Unbundling the Mediation Process: The Communication Skills that Help Mediators Manage Conflict

Two individuals in mediation reach across a table to shake hands while mediator sits next to them smiling.

In this follow-up mediation-based workshop, we will focus on the skills that a mediator uses early in the process to shift the disputants’ focus from fighting to problem-solving. Through strategic conflict choreography, mediators endeavor to help disputants feel heard, recognize the common humanity they share with “the other side” and move from emotion-driven reactions to creative and analytically-based negotiation.

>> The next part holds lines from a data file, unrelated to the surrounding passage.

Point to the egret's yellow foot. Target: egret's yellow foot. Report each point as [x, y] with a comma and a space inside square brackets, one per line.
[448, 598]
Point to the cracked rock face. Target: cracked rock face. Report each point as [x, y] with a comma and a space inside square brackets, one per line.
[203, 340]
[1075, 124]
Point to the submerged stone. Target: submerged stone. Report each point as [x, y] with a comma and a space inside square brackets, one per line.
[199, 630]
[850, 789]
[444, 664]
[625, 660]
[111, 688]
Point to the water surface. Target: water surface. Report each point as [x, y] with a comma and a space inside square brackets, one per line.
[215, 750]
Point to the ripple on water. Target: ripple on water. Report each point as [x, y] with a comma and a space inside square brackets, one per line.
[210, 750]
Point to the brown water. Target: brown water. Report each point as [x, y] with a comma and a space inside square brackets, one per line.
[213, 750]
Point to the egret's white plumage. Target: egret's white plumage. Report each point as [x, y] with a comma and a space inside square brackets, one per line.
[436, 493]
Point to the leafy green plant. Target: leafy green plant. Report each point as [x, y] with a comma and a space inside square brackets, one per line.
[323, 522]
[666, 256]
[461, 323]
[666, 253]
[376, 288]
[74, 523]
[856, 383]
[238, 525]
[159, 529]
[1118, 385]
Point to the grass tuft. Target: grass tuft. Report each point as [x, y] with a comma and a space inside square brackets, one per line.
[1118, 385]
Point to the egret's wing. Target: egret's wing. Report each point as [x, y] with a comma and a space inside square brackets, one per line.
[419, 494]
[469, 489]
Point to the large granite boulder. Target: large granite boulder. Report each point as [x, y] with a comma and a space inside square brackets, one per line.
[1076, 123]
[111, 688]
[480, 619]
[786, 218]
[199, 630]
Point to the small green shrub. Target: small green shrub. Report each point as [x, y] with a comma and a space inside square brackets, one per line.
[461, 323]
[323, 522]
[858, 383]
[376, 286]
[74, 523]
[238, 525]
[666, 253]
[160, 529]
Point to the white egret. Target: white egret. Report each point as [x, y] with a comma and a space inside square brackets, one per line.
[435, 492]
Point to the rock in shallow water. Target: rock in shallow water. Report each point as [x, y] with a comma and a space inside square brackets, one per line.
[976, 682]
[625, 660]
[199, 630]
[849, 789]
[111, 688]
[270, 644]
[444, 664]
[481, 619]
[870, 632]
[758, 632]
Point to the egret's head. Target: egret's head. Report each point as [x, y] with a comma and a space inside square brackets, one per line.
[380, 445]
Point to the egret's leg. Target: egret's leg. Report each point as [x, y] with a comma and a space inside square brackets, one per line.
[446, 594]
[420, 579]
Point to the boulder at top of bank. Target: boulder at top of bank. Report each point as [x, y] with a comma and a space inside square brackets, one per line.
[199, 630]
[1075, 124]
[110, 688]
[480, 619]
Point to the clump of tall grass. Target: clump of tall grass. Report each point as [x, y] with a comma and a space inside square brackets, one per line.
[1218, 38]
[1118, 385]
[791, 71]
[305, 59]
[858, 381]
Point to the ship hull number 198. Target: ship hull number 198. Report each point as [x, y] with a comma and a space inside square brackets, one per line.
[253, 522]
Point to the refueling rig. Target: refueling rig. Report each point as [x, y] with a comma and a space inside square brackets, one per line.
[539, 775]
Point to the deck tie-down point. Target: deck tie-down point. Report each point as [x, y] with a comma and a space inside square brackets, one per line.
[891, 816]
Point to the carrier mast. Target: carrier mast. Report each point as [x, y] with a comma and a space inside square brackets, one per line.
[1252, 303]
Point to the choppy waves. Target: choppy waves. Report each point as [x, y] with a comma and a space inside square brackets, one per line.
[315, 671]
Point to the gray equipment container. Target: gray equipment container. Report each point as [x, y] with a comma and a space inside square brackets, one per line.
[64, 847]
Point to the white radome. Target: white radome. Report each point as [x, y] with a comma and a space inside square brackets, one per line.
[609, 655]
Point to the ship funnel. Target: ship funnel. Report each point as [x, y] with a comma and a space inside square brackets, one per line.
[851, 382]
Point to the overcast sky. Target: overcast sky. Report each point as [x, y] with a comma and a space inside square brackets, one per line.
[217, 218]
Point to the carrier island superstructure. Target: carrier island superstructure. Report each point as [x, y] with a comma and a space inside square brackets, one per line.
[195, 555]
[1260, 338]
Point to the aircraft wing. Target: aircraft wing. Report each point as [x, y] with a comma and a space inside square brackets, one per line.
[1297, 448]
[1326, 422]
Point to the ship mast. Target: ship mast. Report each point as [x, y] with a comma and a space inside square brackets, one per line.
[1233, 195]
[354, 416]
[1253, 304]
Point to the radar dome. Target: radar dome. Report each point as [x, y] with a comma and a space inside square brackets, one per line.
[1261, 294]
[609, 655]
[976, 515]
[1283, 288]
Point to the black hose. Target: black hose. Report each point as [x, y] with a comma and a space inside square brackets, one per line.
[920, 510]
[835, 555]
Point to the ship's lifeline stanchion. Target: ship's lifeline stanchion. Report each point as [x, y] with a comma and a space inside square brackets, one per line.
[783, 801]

We will spend most of our time in role-play, practicing the skills of active listening, reframing, summarizing and “looping.” At the end of the workshop, you will have insight into a mediator’s “secret sauce” and be able to practice the skills mediators use day in and day out.

Headshot of Ellen Waldman

The workshop will be facilitated by Ellen Waldman, the Vice President of Advocacy and Educational Outreach at the International Institute for Conflict Prevention and Resolution (CPR). Prior to her current role, Ellen was a law professor who directed a court-connected mediation program and first year doctrinal courses. In the area of dispute prevention and resolution, she writes, trains and consults in a broad range of cases. Former chair of the International Mediation Institute’s ethics committee, and task-force member for the California judicial council’s working-group on training requirements for court-connected mediators, Waldman has been deeply involved in policy questions relating to the qualification and ethics training of mediators. She has published more than 25 articles on numerous dispute resolution topics and crafted the first book-length treatment of ethical dilemmas in mediation, entitled Mediation Ethics: Cases and Commentaries.